Department of Radiation Oncology, University of Michigan, Ann Arbor, MI, USA.
Department of Biostatistics, University of Michigan, Ann Arbor, MI, USA.
Lancet Oncol. 2021 Mar;22(3):402-410. doi: 10.1016/S1470-2045(20)30730-0.
The international Intermediate Clinical Endpoints in Cancer of the Prostate working group has established metastasis-free survival as a surrogate for overall survival in localised prostate cancer based on the findings of 19 predominantly radiotherapy-based trials. We sought to comprehensively assess aggregate trial-level performance of commonly reported intermediate clinical endpoints across all randomised trials in localised prostate cancer.
For this meta-analysis, we searched PubMed for all trials in localised or biochemically recurrent prostate cancer published between Jan 1, 1970, and Jan 15, 2020. Eligible trials had to be randomised, therapeutic, reporting overall survival and at least one intermediate clinical endpoint, and with a sample size of at least 70 participants. Trials of metastatic disease were excluded. Intermediate clinical endpoints included biochemical failure, local failure, distant metastases, biochemical failure-free survival, progression-free survival, and metastasis-free survival. Candidacy for surrogacy was assessed using the second condition of the meta-analytical approach (ie, correlation of the treatment effect of the intermediate clinical endpoint and overall survival), using R weighted by the inverse variance of the log intermediate clinical endpoint hazard ratio. The intermediate clinical endpoint was deemed to be a surrogate for overall survival if R was 0·7 or greater.
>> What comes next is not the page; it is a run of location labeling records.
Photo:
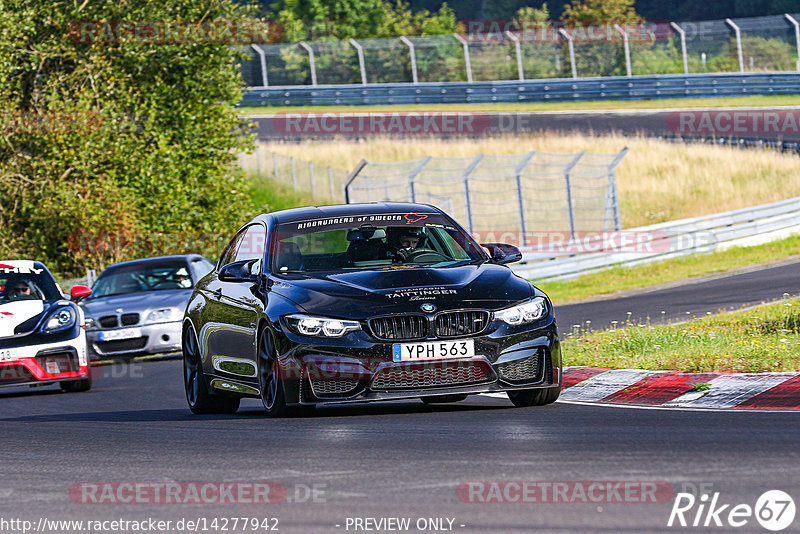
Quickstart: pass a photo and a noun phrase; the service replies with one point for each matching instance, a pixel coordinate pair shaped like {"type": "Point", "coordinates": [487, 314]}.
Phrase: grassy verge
{"type": "Point", "coordinates": [544, 106]}
{"type": "Point", "coordinates": [763, 339]}
{"type": "Point", "coordinates": [652, 274]}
75 trials (53 631 patients) were included in our analysis. Median follow-up was 9·1 years (IQR 5·7-10·6). Biochemical failure (R 0·38 [95% CI 0·11-0·64]), biochemical failure-free survival (R 0·12 [0·0030-0·33]), biochemical failure and clinical failure (R 0·28 [0·0045-0·65]), and local failure (R 0·085 [0·00-0·37]) correlated poorly with overall survival. Progression-free survival (R 0·46 [95% CI 0·22-0·67]) showed moderate correlation with overall survival, and metastasis-free survival (R 0·78 [0·59-0·89]) correlated strongly.
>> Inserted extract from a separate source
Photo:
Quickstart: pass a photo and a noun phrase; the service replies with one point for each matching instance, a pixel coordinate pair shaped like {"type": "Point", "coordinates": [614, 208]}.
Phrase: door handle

Intermediate clinical endpoints based on biochemical and local failure did not meet the second condition of the meta-analytical approach and are not surrogate endpoints for overall survival in localised prostate cancer. Our findings validate metastasis-free survival as the only identified surrogate endpoint for overall survival to date.
Prostate Cancer Foundation and National Institutes of Health.
国际前列腺癌临床终点工作组已经确定无转移生存是局部前列腺癌的总生存的替代终点,这是基于 19 项主要基于放疗的试验的结果。我们试图全面评估局部前列腺癌所有随机试验中常用中间临床终点的综合试验水平表现。
在这项荟萃分析中,我们在 1970 年 1 月 1 日至 2020 年 1 月 15 日期间,在 PubMed 上搜索了所有局部或生化复发前列腺癌的试验。合格的试验必须是随机的、治疗性的,报告总生存和至少一个中间临床终点,并且样本量至少为 70 例。排除转移性疾病的试验。中间临床终点包括生化失败、局部失败、远处转移、生化失败无进展生存、无进展生存和无转移生存。使用中间临床终点对数风险比的倒数加权的 R 值评估替代关系的第二个条件(即中间临床终点与总生存的治疗效果的相关性),以确定候选替代关系。如果 R 值为 0.7 或更大,则认为中间临床终点是总生存的替代终点。
我们的分析纳入了 75 项试验(53631 例患者)。中位随访时间为 9.1 年(IQR 5.7-10.6)。生化失败(R 0.38 [95%CI 0.11-0.64])、生化失败无进展生存(R 0.12 [0.0030-0.33])、生化失败和临床失败(R 0.28 [0.0045-0.65])和局部失败(R 0.085 [0.00-0.37])与总生存相关性较差。无进展生存(R 0.46 [95%CI 0.22-0.67])与总生存呈中度相关,而无转移生存(R 0.78 [0.59-0.89])与总生存呈高度相关。
基于生化和局部失败的中间临床终点不符合荟萃分析方法的第二个条件,不能作为局部前列腺癌的总生存替代终点。我们的发现验证了无转移生存是迄今为止唯一确定的总生存替代终点。
前列腺癌基金会和美国国立卫生研究院。